Case Study: Hock Bone Cyst

Nine year old warmblood jumper with acute onset, moderate, left hind limb lameness and large tibiotarsal joint (hock) effusion. Horse improved for 1 week then became toe-touching lame on left hind limb. Digital radiographs of the left hock showed no significant abnormalities. Horse improved significantly when local anesthetic injected into left tibiotarsal joint, or with peroneal/tibial nerve blocks. No improvement when horse blocked from foot to distal intertarsal joint. Nuclear scintigraphy (bone scan) performed: intense uptake of radioisotope at the level of the intertarsal joints or talus), and also had increased uptake in the distal left tibia, at the level of the tibiotarsal joint.

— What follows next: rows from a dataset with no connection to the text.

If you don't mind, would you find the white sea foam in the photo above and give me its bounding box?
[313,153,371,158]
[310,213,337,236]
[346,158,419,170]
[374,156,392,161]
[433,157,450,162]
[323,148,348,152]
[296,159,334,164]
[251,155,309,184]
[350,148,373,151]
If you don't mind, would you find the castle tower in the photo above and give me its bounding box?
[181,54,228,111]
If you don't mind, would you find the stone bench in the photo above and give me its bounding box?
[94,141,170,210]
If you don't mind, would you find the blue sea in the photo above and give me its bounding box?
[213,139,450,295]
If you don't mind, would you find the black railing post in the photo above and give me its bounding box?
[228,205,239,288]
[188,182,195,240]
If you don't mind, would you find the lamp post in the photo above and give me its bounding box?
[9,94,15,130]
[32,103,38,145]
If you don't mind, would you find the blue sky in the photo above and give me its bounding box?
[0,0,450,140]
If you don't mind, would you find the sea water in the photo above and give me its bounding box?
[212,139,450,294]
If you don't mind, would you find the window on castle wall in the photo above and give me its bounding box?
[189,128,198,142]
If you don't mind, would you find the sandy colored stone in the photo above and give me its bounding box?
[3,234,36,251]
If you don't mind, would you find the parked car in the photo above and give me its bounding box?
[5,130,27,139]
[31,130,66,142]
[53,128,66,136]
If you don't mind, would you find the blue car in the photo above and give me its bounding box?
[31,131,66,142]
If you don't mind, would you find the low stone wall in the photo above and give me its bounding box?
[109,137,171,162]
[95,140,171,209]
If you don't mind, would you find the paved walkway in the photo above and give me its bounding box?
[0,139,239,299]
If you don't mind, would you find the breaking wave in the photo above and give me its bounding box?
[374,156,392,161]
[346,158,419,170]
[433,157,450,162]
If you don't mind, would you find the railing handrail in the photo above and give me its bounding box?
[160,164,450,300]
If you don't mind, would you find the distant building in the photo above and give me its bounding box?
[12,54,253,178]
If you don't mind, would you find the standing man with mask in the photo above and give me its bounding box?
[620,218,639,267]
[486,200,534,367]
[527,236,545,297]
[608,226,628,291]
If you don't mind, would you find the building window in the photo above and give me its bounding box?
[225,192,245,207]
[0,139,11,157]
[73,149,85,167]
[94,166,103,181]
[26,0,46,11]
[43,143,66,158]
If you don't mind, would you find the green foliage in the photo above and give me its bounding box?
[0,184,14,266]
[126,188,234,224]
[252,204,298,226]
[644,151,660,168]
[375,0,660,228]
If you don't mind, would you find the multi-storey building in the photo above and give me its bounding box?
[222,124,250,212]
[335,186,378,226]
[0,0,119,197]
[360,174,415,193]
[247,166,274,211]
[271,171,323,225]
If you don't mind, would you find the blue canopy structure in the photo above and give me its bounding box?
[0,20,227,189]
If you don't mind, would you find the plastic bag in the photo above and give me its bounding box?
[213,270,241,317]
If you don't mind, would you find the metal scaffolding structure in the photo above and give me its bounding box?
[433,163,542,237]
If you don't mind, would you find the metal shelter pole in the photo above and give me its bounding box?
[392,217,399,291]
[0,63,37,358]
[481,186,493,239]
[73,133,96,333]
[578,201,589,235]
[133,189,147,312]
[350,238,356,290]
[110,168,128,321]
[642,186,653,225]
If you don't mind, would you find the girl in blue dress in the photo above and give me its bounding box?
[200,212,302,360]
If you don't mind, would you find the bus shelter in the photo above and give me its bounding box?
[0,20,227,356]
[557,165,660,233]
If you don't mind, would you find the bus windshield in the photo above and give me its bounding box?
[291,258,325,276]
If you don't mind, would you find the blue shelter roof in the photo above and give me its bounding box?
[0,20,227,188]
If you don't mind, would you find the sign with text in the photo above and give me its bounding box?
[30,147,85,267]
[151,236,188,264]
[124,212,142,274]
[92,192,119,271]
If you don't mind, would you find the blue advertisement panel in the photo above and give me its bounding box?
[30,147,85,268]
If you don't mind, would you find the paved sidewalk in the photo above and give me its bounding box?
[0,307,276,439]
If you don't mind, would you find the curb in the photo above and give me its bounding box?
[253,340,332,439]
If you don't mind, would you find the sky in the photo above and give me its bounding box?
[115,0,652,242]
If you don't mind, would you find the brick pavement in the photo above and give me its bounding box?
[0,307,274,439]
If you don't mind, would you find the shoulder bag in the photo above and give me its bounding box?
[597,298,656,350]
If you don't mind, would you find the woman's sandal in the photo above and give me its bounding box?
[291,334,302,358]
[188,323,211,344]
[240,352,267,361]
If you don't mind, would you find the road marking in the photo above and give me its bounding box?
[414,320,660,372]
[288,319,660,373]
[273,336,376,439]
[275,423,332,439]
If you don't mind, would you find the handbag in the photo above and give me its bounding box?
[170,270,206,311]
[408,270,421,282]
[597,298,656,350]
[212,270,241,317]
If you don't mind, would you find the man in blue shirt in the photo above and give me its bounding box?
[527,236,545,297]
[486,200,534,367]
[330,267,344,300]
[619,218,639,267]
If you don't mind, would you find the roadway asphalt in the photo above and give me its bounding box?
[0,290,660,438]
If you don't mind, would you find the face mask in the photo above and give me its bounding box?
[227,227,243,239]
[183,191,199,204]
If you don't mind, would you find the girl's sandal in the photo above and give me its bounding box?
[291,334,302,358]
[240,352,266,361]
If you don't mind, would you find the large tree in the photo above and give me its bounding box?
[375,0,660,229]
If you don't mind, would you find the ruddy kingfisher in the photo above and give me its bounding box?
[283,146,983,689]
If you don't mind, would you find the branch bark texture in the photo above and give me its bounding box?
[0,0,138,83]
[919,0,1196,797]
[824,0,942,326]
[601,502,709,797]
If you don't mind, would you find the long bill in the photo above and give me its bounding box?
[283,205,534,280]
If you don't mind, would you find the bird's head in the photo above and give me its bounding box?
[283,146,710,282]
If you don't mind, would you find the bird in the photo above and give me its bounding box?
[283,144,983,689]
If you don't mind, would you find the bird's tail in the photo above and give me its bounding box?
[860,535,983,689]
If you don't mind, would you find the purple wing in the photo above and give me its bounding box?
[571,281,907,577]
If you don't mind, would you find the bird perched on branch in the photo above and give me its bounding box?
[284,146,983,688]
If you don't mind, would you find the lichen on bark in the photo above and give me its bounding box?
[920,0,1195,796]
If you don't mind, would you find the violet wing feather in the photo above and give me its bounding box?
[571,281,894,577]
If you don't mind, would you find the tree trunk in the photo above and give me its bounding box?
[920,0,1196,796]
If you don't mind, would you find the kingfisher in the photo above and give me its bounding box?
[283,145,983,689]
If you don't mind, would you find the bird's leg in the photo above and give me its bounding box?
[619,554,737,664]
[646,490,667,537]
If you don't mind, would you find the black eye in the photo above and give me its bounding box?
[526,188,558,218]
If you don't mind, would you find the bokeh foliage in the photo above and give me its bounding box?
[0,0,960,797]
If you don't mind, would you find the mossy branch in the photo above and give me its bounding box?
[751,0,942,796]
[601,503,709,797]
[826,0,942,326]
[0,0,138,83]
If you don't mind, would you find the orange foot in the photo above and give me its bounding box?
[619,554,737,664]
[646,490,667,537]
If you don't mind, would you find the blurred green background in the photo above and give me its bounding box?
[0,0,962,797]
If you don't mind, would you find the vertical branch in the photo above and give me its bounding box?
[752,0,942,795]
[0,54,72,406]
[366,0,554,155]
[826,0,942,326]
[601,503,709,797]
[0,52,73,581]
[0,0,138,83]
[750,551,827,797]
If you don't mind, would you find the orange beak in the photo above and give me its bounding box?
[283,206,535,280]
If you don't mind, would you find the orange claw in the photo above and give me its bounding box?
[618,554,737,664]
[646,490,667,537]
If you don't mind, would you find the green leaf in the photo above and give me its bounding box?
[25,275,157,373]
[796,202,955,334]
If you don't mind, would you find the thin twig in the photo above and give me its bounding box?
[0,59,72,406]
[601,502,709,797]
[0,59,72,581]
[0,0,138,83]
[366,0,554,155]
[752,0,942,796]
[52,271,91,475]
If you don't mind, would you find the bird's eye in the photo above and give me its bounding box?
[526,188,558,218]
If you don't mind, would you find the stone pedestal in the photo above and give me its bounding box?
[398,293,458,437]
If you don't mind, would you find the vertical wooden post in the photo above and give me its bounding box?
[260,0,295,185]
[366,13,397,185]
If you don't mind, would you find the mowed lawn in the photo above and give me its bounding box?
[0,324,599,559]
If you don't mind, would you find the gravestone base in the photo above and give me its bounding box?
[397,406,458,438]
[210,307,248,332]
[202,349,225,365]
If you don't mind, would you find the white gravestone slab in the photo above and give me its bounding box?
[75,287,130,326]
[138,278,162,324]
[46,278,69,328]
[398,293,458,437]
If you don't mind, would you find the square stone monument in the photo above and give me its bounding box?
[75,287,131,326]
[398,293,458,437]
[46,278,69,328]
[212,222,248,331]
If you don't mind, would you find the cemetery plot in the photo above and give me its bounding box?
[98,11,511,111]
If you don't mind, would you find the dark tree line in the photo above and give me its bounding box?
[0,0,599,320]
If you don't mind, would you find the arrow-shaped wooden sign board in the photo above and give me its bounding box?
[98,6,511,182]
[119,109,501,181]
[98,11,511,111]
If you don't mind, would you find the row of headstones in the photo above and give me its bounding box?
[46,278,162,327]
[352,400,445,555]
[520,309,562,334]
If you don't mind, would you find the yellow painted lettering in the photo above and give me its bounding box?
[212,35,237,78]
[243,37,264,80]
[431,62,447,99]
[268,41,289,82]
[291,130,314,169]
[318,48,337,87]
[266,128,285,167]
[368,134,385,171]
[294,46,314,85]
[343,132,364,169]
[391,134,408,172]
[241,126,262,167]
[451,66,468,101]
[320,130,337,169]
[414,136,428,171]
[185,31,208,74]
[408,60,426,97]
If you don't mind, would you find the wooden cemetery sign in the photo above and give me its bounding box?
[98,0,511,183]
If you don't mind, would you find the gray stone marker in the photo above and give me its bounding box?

Recommended MRI of left hock: there was a fairly large, centrally located talus bone cyst in the distal end of the talus, which appears to communicate with the proximal intertarsal joint. STIR MRI showed intense signal surrounding a large area around this cyst, and the T2-Weighted MRI showed abnormal architecture of the bone suggestive of stress fracture, or severe bony inflammation, propagating through this cyst. The distal subchondral plate of the cyst is not apparent, so it must involve the proximal intertarsal joint. The proximal suspensory ligament was within normal limits.